Afterward, compare the collection details listed on the credit report against your own records for the reported account. If you haven’t kept any records, log into the account listed to view your payment history with the original creditor.
2. Determine the Account’s Legitimacy
While reviewing the collection listed on your account, make sure the debt belongs to you. If it doesn’t belong to you or you made on-time payments to pay it off, dispute the error to remove the collection from your report.
3. Choose a Plan of Action
Here are three actions you can take to attempt to remove collection accounts listed on your report.
1. Dispute Inaccurate or Incomplete Collection Accounts
If you have inaccurate or incomplete collection accounts on your credit report, the Fair Credit Reporting Act gives you the power to dispute this information directly with the credit bureaus or creditor. You can send a dispute using the dispute form on each credit bureau’s website. The Federal Trade Commission has sample dispute letters on its website if you need help crafting one.
After you submit your dispute, a credit reporting company has 30 days to investigate your claim. If the credit bureau finds the provided information correct, the collection account will be removed from your report. However, if it finds that the company reporting the information was correct, the collection account will stay on your report for up to seven years.
2. Ask for a Goodwill Deletion
If you have a paid collection listed on your report, you can simply ask the debt collector or original collector to remove the collection. This usually involves sending the debt collector or collection agency a goodwill deletion letter explaining your mistake, asking for its forgiveness, and showing them how your payment history has improved.
With this option, there’s no guarantee your collection will be removed from your credit report, but it’s worth a shot.
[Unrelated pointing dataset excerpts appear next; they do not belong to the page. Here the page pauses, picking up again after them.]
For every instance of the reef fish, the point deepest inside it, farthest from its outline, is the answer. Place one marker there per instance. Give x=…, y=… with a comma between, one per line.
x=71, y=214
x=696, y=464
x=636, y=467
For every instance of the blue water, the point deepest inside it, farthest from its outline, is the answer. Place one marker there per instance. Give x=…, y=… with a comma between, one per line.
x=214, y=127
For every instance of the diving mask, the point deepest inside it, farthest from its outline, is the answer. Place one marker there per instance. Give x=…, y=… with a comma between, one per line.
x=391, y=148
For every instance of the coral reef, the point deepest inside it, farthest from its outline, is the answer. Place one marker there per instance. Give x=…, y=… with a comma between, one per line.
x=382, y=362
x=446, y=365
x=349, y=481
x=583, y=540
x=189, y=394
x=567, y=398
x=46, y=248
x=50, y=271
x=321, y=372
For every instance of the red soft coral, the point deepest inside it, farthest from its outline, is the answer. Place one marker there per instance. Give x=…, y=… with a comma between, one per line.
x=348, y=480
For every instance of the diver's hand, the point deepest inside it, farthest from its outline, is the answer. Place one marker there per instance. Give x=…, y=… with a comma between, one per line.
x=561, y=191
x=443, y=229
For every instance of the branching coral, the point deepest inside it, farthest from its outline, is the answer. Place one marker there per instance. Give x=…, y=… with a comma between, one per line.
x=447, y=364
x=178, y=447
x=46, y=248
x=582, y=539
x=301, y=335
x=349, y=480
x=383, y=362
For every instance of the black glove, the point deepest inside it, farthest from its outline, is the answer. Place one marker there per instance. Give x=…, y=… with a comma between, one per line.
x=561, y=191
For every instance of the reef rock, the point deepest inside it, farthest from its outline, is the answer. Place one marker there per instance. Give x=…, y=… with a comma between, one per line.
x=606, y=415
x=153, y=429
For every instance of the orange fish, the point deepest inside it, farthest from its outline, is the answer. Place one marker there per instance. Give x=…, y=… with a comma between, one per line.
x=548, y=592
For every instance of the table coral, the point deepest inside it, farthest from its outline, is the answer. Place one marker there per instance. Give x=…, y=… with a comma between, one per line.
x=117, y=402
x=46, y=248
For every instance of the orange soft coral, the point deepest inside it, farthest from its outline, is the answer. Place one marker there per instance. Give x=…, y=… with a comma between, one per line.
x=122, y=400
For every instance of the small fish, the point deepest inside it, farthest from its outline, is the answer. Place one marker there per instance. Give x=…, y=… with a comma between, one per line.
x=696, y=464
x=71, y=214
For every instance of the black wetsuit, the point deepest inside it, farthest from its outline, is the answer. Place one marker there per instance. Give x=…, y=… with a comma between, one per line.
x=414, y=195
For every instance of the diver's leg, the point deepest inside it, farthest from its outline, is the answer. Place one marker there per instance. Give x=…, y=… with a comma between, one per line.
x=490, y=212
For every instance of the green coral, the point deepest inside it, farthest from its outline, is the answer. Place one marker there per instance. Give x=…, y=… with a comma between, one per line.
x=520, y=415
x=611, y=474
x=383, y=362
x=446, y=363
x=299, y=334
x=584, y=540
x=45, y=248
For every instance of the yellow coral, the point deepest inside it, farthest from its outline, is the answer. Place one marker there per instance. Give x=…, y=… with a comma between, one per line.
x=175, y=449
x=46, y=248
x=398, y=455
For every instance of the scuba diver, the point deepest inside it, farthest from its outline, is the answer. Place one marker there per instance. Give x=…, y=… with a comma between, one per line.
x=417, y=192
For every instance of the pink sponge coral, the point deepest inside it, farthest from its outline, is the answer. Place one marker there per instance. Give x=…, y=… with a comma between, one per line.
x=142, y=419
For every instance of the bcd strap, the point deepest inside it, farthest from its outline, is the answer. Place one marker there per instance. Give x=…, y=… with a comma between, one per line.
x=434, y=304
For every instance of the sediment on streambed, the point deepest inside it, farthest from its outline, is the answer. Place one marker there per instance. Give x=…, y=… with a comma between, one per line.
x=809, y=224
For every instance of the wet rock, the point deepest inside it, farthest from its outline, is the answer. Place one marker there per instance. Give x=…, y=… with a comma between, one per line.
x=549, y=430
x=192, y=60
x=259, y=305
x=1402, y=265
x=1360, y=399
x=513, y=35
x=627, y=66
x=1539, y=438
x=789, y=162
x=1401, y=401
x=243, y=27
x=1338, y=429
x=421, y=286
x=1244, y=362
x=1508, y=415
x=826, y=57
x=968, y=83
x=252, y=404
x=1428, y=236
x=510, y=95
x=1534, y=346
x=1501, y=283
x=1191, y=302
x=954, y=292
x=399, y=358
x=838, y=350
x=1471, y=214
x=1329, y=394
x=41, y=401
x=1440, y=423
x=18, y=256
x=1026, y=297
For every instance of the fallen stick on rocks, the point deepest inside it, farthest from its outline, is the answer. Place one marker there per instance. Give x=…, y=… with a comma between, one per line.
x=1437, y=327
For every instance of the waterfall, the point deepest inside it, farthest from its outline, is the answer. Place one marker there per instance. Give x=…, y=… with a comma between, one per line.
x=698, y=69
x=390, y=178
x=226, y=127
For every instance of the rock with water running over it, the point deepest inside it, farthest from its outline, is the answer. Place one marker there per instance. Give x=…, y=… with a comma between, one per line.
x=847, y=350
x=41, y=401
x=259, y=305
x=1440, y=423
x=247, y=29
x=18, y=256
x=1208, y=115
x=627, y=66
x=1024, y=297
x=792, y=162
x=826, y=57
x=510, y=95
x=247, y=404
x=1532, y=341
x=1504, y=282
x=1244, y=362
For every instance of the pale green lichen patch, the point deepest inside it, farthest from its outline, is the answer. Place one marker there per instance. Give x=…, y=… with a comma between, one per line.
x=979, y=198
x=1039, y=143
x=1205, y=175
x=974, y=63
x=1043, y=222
If the account is removed, it may help you qualify for better terms on personal loans, mortgages, and credit cards.
3. Wait Until It Falls Off
When the debt in question is legitimate and you can’t convince the debt collector to delete it from your report, your only remaining option is to wait. After seven years from the date the account first became delinquent, the collection should fall off of your credit report.
Although this means the collection will continue to impact your credit score; its impact will lessen as time passes.
How Long Do Collection Accounts Stay On Your Report?
Paid or unpaid collection accounts can legally stay on your credit reports for up to seven years after the original account first became delinquent. Once the collection account reaches the seven-year mark, the credit reporting companies should automatically delete it from your credit reports.
If your collection account doesn’t fall off of your credit report after seven years, you can file a dispute with each credit bureau that lists it on your report.